LOS ANGELES -- When Cody Kessler went through the recruiting process, the Bakersfield (Calif.) Centennial product found himself being wooed by big-name college coaches from Lane Kiffin to Nick Saban to Dave Wannstedt. But none was more fervent in his pursuit than Washington’s Steve Sarkisian.
“Me and Sark were very close,” Kessler said. “I can honestly say that he probably did the best job of recruiting me. He was real and he was straight-up.”
Having fallen in love with the tradition at USC, however, on top of a desire to play close to home, Kessler ultimately opted to become a Trojan.
It’s a decision that Kessler – who has passed for over 2,600 yards this season as USC’s starting signal caller – doesn’t regret one bit.
But now, with the arrival of Sarkisian as the Trojans’ new head coach, the two are together. That fact wasn’t lost on either of them as they came face-to-face after an introductory team meeting held Monday night.
“It was kind of funny,” Kessler said following Sarkisian’s press conference on Tuesday. “The first time that I saw him yesterday after the meeting he just kind of laughed and said, ‘Here we are now.’”
Before compiling a record of 34-29 at Washington, Sarkisian was known as a quarterback guru who blossomed as a Trojans assistant, playing a major part in the development of Carson Palmer, Matt Leinart, John David Booty and Mark Sanchez.
“Coach Sark is a quarterback guy,” Kessler said. “When you have a guy that has that experience, and knows what he’s doing, and has a resume that’s second to none when it comes to getting guys to the NFL, you’re very excited about it.”
Still, like most of his teammates, Kessler’s excitement has been tempered by a heavy heart that has come with the departure of Ed Orgeron. Taking over as USC’s interim coach following the dismissal of Lane Kiffin, the boisterous Louisiana native guided the Trojans to victory in six of the team’s final eight games. More than that, he fostered an atmosphere marked by enthusiasm and energy that helped unify the team.
Not surprisingly, when Kessler and his teammates were informed by Orgeron on Monday that he had resigned to pursue other head coaching opportunities following Sarkisian’s hire, they were overcome with emotion, with many players being brought to tears.
“It was crazy,” Kessler said. “Guys were freaking out and it was just unreal. And that’s something you expect when that happens. When you lose someone that you care about so much.”
But in his first crucial move as head coach of the Trojans, Sarkisian would some calm during his first team meeting.

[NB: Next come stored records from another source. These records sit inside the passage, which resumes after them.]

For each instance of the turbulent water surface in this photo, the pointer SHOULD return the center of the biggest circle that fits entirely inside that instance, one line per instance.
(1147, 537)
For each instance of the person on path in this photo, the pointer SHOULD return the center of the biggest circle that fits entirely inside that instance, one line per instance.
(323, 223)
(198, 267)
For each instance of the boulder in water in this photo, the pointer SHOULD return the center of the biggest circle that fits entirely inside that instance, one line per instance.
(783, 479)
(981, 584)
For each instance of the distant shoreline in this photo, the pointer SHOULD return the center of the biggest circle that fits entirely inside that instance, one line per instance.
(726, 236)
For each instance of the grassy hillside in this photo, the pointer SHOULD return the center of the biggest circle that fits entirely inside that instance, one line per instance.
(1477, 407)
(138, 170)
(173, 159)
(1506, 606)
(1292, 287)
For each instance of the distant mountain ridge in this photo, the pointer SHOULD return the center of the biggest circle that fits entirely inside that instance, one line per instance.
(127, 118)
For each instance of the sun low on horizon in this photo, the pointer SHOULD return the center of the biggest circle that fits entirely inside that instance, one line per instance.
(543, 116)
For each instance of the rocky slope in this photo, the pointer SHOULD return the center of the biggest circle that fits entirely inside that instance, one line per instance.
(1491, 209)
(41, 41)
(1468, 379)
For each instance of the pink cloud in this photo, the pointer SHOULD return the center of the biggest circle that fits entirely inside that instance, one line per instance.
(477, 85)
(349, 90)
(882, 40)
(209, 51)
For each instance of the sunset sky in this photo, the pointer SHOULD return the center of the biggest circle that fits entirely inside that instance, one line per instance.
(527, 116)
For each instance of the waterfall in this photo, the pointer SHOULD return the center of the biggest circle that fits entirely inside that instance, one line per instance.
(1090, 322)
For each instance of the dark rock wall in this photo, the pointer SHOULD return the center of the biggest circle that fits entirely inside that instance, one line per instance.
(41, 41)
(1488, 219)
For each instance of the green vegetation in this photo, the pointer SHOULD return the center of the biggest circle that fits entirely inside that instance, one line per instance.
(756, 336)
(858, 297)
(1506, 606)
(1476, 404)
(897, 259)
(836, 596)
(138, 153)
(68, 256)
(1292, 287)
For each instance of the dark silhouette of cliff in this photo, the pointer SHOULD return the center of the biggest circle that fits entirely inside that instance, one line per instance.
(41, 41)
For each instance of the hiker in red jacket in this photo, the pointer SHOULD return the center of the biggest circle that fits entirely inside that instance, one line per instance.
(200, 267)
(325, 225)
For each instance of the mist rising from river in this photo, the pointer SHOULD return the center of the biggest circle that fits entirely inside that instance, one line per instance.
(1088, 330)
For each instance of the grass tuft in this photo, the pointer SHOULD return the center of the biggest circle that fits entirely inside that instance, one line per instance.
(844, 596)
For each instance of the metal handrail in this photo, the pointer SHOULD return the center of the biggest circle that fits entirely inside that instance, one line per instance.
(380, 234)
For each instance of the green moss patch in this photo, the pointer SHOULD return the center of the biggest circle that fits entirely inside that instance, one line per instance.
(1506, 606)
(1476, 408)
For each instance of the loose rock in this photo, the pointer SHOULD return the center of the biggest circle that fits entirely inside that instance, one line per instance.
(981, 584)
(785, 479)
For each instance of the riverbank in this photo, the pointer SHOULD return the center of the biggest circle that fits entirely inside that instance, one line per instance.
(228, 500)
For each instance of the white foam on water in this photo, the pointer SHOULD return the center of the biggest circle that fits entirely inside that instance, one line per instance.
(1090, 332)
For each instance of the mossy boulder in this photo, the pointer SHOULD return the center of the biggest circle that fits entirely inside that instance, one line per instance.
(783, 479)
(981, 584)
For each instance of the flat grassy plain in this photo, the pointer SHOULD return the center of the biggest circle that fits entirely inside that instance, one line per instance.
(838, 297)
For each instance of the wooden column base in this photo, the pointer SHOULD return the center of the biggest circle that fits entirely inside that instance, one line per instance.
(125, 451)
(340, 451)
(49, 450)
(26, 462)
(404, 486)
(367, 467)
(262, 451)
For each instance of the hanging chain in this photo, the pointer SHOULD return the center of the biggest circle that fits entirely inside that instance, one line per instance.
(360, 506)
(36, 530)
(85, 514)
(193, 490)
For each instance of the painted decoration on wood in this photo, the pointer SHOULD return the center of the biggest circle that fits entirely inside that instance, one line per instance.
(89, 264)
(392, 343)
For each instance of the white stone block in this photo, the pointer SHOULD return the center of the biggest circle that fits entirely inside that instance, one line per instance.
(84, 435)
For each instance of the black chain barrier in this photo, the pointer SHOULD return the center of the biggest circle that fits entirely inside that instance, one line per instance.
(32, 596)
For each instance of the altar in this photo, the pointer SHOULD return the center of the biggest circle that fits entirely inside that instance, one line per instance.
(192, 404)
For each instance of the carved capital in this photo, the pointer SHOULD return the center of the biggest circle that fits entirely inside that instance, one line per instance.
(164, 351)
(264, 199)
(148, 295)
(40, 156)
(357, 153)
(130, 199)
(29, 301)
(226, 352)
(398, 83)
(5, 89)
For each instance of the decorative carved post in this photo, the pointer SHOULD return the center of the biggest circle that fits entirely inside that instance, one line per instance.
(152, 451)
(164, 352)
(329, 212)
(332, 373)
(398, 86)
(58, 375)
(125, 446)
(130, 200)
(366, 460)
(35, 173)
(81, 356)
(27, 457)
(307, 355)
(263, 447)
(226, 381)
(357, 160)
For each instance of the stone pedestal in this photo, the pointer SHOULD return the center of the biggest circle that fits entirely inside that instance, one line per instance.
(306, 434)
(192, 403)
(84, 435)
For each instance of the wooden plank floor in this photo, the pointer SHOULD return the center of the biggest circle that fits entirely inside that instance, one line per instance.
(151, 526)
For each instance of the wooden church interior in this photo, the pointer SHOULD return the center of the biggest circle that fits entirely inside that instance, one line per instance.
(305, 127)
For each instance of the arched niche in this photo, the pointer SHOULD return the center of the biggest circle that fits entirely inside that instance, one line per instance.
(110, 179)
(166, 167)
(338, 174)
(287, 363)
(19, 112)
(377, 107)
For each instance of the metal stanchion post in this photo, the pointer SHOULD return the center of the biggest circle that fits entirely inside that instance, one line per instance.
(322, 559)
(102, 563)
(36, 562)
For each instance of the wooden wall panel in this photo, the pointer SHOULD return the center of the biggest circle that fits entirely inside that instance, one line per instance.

“For Coach Sark to walk in and face this thing head on and attack it right away like he did, and settle everyone down, was awesome,” Kessler said. “The way he addressed the team, he was just real. He told us, ‘this is home for me. It may seem like I abandoned my team when I left Washington, but this is home. This is where I’ve always wanted to be. This is where I started out, and we’re going to do great things.’”
Kessler now looks forward to learning the ins and outs of Sarkisian’s offense. Hoping to install a similar run-first, up-tempo, spread attack to the one that has helped Washington rack up an average of 514.3 yards per game -- the No. 8 mark in the FBS -- this season, Sarkisian has already made a point of bracing the team for a major change that lies ahead.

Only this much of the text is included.